The point is that God uses women in mighty ways too. Yes, I'm fully aware of what Paul wrote about women being "silent in the church" (1 Cor. 14:33-35, 1 Tim. 2:11-12). But notice he didn't write that to every church as a blanket statement. He wrote it specifically to the churches in Corinth and Ephesus, cities that had extreme feminist cults. Corinth was home to the Temple of Aphrodite which featured over 1,000 priestesses (prostitutes) who engaged in vile pagan worship. Ephesians worshipped the Roman goddess Diana (Acts 19:24-41). Both corrupt cultures tried to dominate men which seeped into the churches causing confusion in worship services. Furthermore, in those days, women were often illiterate and uneducated. So, Paul was addressing specific problems in those churches to minimize chaos and maximize ministry.

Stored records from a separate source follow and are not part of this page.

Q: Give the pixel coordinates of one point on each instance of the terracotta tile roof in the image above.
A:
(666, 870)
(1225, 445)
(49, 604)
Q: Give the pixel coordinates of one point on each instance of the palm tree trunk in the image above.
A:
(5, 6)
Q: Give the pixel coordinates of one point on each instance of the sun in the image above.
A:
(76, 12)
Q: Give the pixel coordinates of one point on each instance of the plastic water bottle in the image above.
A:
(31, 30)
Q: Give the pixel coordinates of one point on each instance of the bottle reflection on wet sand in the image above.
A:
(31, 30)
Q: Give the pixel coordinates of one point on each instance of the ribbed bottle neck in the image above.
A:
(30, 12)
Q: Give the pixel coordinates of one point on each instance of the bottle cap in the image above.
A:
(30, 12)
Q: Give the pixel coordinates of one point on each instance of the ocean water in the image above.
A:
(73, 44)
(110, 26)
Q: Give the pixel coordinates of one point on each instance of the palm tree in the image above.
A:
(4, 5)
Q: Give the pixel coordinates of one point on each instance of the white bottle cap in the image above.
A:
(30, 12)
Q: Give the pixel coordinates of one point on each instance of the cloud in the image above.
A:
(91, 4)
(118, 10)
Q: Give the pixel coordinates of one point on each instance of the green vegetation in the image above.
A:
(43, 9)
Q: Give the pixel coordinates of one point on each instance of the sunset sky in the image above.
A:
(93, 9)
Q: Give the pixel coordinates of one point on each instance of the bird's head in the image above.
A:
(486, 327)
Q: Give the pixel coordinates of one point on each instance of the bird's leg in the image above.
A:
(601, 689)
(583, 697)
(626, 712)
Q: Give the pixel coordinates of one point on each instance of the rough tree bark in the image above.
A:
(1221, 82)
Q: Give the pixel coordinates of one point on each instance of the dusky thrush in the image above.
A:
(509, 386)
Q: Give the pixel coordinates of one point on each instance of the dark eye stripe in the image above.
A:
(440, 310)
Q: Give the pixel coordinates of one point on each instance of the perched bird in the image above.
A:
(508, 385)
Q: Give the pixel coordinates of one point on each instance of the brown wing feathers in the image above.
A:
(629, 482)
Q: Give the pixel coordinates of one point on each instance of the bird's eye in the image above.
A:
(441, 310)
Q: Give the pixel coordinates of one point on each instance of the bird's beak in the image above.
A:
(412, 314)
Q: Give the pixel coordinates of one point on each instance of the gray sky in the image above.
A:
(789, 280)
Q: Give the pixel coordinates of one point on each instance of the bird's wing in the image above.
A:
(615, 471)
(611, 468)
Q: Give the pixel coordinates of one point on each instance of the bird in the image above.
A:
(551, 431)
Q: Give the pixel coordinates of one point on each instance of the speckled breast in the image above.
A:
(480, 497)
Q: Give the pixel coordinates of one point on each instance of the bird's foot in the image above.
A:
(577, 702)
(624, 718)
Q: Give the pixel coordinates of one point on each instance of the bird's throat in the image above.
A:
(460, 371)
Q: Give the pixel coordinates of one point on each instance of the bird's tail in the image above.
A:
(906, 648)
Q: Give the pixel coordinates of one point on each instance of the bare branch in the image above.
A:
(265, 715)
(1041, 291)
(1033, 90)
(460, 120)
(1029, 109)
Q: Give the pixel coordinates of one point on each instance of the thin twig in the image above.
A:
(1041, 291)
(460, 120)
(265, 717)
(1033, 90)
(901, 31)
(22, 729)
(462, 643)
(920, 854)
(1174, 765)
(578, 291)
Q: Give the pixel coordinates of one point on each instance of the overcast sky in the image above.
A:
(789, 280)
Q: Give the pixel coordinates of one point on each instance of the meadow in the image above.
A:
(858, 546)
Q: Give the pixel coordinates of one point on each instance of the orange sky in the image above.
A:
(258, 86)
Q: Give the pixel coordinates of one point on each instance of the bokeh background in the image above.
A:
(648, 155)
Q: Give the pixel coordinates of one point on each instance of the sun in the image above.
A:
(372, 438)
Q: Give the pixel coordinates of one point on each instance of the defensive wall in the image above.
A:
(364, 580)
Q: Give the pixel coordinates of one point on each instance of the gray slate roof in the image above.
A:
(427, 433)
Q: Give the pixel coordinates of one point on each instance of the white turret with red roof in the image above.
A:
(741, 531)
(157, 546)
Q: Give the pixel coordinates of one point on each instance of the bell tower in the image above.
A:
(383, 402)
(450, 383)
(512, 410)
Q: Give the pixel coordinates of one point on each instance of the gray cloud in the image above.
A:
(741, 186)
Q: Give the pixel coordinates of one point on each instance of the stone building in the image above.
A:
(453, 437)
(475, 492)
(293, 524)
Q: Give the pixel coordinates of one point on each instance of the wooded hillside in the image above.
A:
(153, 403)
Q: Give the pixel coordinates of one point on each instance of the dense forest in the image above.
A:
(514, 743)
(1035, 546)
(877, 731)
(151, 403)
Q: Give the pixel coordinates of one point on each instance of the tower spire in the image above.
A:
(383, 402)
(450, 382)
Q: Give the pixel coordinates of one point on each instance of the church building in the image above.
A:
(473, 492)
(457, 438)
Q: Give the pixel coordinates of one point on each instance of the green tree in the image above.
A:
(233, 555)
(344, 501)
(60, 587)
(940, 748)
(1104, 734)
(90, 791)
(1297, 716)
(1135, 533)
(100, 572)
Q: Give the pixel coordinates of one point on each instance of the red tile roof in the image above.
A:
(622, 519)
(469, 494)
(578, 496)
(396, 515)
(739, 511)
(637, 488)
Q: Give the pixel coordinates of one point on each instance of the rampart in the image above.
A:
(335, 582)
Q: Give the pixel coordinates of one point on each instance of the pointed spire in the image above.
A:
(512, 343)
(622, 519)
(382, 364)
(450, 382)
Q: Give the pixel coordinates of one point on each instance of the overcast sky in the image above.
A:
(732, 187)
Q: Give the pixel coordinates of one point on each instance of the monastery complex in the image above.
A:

Consider this, how could Philip's four daughters prophesy if they had to keep silent? How can our daughters prophesy today if they aren't allowed to speak in the church? We are living in the last days and God is still pouring out His Spirit on ALL flesh. Our sons and daughters can, should and will prophesy if given the freedom. Christ has millions of female followers worldwide, and He is raising up more lady leaders in this hour—anointing and appointing women into every area of ministry.